ところが、「フランス人の心疾患を過小評価している」「フランス南部では、他の地中海沿岸地域と同じく、伝統的且つ健康的な生活スタイルであり、アメリカ人より食事の摂取量が少ない」等、赤ワインの効能に疑問が投じられた。現在は、「酒の種類ではなく、酒に含まれる純粋なアルコールの量が心臓病の予防効果に関与する」と考えられている。厚生労働省のガイドラインも、適切な飲酒は、酒の種類ではなく、1日平均純アルコールで約20g程度としている。ところが、そんな風潮に一石を投じる論文が、昨年11月にイギリス医師会雑誌のオープンアクセスジャーナル『BMJ Open』で、ウェールズ公衆衛生局のキャスリン・アシュトン博士らによって報告された。論文によると、「酒の種類によって気分や感情の刺激が違う」というのだ。この研究は、アルコールや薬物の使用に関する国際調査の一環で、世界21ヵ国約3万人(※18~34歳)のアンケートに基づいている。

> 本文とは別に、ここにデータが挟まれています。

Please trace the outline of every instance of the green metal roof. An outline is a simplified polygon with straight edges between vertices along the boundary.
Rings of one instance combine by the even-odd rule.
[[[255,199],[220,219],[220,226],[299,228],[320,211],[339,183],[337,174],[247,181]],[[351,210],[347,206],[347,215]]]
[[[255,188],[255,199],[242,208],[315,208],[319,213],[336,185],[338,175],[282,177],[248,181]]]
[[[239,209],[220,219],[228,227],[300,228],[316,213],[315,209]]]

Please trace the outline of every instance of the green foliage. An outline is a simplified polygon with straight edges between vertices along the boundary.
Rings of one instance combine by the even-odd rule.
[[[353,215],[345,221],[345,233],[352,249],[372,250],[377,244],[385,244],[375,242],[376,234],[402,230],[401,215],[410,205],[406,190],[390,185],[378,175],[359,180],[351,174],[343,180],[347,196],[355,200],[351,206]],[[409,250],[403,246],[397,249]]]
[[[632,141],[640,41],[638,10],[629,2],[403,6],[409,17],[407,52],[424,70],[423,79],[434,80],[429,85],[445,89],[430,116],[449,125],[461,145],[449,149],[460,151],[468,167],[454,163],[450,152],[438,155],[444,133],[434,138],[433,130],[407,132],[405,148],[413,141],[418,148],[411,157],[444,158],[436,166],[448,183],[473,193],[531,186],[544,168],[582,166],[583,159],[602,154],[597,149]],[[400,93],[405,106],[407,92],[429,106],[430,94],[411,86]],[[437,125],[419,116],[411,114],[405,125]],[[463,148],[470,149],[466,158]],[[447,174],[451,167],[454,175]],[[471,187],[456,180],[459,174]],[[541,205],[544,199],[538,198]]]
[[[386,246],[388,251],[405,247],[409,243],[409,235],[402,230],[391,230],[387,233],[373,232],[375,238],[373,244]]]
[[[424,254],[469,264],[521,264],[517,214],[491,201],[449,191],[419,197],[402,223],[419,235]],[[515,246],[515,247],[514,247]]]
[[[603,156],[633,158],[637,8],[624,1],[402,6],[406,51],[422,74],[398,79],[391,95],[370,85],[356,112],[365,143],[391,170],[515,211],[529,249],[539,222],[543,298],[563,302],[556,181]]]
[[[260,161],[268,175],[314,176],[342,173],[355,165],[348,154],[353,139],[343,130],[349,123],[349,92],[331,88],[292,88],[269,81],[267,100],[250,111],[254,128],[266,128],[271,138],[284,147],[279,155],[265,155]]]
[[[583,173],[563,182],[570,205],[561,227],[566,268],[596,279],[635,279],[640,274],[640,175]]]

研究者らは、赤ワイン、白ワイン、ビール、蒸留酒(※ウォッカ、ジン、ラム等)を飲んだ時の、ポジティブな感情の変化(※エネルギッシュ、自信、リラックス、挑発的)とネガティブな感情の変化(※疲れる、攻撃的、気分が悪い、落ち着きがない、悲しい)を調べた。結果(※左上グラフ)、赤ワインが最も癒やし効果があり、参加者の約53%が「リラックスする」と答えた。続いてビールも同じように、50%の参加者が「リラックスする」と報告した。また、赤ワインを飲んで攻撃性を感じた参加者は僅か2.5%だったが、60%が疲れを感じた。パスツール博士は、1日の終わりに赤ワインを飲んで寛いだのかもしれない。一方、蒸留酒は癒やし効果は低く、60%の参加者は自信を持ち、エネルギッシュになったが、30%に攻撃的、43%に挑発的な気分を感じさせた。何故、アルコールの種類によって感情の反応が違うのだろうか? この研究ではメカニズムまでは解析していないが、アルコール度数が高い蒸留酒は短時間で飲む人が多く、一気に血中のアルコール濃度が上がり、脳への刺激が高まる可能性がある。また、抑々酒の源は植物であり、様々な天然化合物を含んでいる。つまり、それらアルコール以外の化合物が感情を刺激している可能性もある。以前、イタリアのミラノ大学の研究者らが、赤ワインには睡眠効果や抗酸化作用のあるメラトニンが含まれることを示した。葡萄の産地や品種によってもメラトニンの量は異なるが、メラトニンは葡萄の皮に含まれていて、発酵後、赤ワインに保持される可能性が高い。